Burks et al. believed the orbitofrontal to be an important center for processing visual, spatial and emotional information because they identified three major connections of the orbitofrontal cortex [43]. They identified three major connections of the orbitofrontal cortex: a bundle to the thalamus and anterior cingulate gyrus that passes inferior to the caudate and medial to the vertical fibers of the thalamic projections; a bundle to the brainstem that travels from the lateral to the caudate and medial to the internal capsule; and radiations to the parietal and occipital lobes that travel with the inferior fronto-occipital fasciculus. As mentioned earlier, the orbitofrontal part showed a close relationship not only with the overall cognitive function, but also with multiple sub-cognitive domains. We therefore considered WM damages in the orbitofrontal domain linked to other brain regions showed close relation with the decline of PD cognitive function, and likely becomes a potential marker for early diagnosis of PD cognitive dysfunction in future.

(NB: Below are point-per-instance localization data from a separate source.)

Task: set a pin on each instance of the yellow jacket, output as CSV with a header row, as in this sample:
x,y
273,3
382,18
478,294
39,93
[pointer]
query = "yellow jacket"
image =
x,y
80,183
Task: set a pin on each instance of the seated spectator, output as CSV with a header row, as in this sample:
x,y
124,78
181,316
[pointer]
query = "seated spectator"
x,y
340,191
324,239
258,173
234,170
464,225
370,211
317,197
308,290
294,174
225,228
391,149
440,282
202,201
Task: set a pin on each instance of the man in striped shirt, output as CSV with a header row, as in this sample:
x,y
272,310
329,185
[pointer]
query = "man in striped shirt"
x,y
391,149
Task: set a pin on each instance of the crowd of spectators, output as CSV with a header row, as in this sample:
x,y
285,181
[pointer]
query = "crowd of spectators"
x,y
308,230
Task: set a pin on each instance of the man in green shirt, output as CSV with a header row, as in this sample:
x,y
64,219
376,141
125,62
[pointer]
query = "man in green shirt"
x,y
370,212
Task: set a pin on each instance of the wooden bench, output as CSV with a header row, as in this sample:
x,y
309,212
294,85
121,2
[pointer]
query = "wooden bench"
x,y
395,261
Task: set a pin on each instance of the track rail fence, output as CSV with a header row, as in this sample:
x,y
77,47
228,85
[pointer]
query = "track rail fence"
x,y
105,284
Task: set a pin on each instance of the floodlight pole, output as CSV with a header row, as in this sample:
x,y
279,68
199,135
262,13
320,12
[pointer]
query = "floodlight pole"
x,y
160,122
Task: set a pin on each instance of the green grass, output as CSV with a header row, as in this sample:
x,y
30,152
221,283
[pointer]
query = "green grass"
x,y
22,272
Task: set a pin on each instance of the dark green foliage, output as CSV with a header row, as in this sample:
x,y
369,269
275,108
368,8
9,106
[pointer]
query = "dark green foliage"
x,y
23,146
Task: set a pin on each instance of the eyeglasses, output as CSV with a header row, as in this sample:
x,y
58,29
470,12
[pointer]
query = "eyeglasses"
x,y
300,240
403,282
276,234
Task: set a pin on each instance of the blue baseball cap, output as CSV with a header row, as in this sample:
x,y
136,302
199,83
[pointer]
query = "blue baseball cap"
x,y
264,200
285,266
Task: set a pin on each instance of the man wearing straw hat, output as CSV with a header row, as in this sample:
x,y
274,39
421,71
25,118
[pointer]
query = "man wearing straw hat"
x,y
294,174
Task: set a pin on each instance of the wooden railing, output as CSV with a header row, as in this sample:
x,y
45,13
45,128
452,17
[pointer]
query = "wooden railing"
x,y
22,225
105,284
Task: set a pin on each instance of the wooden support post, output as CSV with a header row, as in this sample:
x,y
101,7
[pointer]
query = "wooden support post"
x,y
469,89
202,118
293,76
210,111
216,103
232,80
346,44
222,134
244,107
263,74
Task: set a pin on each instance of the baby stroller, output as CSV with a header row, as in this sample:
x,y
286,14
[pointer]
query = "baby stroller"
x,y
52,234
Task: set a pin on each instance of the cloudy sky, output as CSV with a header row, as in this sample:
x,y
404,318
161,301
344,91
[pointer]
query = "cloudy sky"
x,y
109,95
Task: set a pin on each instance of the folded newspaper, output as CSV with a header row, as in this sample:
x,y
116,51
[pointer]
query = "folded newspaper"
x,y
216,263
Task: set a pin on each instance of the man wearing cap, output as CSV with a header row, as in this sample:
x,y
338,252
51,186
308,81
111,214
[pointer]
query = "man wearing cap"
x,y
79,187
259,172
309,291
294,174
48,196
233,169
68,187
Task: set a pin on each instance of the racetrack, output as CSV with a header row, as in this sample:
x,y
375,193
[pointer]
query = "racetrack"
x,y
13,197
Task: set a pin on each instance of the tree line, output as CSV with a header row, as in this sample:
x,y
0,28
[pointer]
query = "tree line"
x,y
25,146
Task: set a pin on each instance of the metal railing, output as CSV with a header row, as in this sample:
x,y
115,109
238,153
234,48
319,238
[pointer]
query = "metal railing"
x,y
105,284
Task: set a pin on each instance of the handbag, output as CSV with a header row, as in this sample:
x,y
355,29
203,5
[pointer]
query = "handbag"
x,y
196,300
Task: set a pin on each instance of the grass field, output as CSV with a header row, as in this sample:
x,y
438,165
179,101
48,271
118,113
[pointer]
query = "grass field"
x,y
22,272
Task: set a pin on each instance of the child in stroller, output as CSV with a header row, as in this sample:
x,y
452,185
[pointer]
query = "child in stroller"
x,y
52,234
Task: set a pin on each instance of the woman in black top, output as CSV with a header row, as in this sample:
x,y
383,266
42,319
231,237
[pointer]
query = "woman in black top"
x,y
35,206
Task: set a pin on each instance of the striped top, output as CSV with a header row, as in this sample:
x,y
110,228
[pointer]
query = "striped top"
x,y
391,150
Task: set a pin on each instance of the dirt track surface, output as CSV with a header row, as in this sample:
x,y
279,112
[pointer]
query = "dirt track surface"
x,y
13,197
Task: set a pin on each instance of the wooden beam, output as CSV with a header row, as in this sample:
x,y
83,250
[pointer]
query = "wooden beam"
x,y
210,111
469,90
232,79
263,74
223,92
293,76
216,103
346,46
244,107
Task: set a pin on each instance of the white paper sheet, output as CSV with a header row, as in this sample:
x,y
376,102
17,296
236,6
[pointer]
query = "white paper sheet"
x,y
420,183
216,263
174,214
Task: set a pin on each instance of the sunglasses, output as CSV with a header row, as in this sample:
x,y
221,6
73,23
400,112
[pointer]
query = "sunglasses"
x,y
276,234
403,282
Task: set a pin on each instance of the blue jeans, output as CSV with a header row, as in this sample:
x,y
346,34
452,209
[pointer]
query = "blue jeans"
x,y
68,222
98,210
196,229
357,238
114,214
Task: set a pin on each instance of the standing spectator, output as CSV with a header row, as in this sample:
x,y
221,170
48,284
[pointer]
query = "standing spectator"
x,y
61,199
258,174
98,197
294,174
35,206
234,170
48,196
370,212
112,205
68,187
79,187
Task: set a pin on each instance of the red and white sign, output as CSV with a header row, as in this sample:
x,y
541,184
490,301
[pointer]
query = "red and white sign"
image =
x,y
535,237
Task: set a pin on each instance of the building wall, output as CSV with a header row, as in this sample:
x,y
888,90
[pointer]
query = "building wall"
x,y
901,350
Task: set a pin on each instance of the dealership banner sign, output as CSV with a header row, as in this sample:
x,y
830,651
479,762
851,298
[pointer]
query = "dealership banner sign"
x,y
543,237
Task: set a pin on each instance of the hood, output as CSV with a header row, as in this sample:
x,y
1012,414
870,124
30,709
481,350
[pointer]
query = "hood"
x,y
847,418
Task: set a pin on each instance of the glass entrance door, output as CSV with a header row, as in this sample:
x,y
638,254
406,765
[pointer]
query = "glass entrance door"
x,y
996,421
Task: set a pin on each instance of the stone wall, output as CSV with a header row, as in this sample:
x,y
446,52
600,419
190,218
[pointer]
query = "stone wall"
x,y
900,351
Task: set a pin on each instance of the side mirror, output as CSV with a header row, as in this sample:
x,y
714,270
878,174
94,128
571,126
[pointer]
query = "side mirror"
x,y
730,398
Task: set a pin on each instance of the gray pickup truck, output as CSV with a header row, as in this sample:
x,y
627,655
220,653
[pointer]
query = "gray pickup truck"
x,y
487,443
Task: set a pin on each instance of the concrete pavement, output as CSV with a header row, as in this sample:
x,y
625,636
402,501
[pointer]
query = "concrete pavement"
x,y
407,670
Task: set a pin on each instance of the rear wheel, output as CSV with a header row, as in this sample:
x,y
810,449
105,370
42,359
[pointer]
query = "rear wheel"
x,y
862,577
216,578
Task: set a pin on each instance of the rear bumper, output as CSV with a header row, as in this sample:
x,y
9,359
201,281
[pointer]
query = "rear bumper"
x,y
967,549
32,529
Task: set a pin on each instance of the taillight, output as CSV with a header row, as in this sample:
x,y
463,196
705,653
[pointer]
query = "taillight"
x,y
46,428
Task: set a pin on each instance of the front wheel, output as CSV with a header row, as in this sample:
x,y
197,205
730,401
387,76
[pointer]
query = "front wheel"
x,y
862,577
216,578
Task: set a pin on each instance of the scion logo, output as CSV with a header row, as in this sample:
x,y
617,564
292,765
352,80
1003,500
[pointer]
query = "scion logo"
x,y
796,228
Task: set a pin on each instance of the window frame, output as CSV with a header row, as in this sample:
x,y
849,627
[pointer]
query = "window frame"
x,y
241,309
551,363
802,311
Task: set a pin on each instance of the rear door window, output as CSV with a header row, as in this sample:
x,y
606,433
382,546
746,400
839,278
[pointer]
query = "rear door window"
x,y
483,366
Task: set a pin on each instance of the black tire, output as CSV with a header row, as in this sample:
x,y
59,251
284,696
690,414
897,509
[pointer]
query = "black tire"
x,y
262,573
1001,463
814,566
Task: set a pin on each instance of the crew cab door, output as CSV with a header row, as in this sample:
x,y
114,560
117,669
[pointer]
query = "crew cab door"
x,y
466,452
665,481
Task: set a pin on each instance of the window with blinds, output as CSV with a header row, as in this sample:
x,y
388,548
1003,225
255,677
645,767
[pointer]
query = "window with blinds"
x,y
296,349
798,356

However, our study has few limitations that can be explained from the following aspects. Firstly, our study diagnosed PD-MCI according to 2012 MDS proposed diagnostic criteria [14] combined with our existing scales. The main reason was that the Chinese version of the assessments recommended by 2012 MDS-proposed diagnostic criteria had not been widely used in China, lacking norm comparison. Instead, we used the block design test, which is not very suitable since it requires motor responses. It may lead us to a negative result in studying the correlation between visuospatial function and nodal efficiency. Secondly, deterministic fiber tracking was performed to build a brain network, but there are two disadvantages. On one hand, DTI computation cannot judge the direction of multiple fibers when the fibers are crossing. The image collected from DTI only contains a part of the information about the dynamic process of diffusion of water molecules. Therefore, this cannot indicate inhomogeneity of a single voxel that contains multiple regions. Secondly, only damage of WM fibers connected between the brain regions can be inferred in NBS analysis, and the damage of WM in the brain region cannot be analyzed. This meant that we failed to understand WM damages in specific brain areas. In response to these deficiencies, future researches using some more detailed brain region atlas, such as the Human Brainnetome Atlas [44] and other finer divided multi-modal parcellation atlas should be conducted [45].

In conclusion, with the development of imaging technologies and the application of new analytical methods, the physiological mechanisms of cognitive impairment in PD patients can not only be understood, but also help to achieve early artificial intelligence diagnosis of PD cognitive dysfunction.